University of Toronto researchers have built and tested a proof-of-concept AI-driven computer worm that uses a locally hosted open-weight large language model to reason its way through a network, generate tailored attack strategies for each target it encounters, and replicate itself, all without human intervention and without touching a commercial AI service.

The preprint, posted to arXiv on June 2 and currently under peer review, shows why single-CVE patching breaks down when malware can inspect exposed services, read fresh advisories, and generate a new attack path at runtime.

In 15 isolated runs on a deliberately vulnerable 33-host network, the worm identified an average of 31.3 vulnerabilities and gained elevated access on 23.1 hosts, roughly three-quarters of the hosts it actively targeted.

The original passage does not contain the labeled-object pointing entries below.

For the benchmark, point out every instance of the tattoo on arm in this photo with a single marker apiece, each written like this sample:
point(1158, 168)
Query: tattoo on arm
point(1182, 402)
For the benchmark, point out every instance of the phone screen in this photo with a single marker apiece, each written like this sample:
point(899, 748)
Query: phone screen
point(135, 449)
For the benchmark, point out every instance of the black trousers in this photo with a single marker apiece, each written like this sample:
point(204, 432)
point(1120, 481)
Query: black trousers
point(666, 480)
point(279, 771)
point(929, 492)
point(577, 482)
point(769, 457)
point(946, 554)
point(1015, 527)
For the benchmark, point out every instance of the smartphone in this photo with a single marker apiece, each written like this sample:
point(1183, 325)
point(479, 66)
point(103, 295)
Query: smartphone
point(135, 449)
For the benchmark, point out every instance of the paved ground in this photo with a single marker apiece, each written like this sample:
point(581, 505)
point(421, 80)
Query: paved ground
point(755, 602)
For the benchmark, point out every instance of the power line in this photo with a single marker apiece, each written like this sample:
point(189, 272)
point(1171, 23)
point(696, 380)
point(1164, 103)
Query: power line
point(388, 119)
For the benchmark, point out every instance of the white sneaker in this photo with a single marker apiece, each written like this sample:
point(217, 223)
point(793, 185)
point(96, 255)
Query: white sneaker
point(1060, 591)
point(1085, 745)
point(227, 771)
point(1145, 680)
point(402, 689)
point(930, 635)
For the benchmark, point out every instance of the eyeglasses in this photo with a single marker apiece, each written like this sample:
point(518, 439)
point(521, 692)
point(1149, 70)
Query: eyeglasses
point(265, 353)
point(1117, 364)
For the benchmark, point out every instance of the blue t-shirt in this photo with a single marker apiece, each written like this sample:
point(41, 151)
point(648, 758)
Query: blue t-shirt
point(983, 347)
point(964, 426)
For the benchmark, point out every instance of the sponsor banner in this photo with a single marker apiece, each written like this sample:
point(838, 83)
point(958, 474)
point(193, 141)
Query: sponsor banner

It then replicated autonomously to 20.4 of those hosts, or 62% of the full network, over seven days, with no prior knowledge of the network topology and no human input.

Traditional worms ship with a fixed exploit payload chosen at build time. Patch those specific bugs, and the worm stops spreading.

This worm does something different: it uses an open-weight LLM running on a single GPU to generate attack logic at runtime, tailored to whatever it finds on the next target. No pre-encoded exploit chain. No dependency on OpenAI, Anthropic, or any other API that a platform could revoke or rate-limit.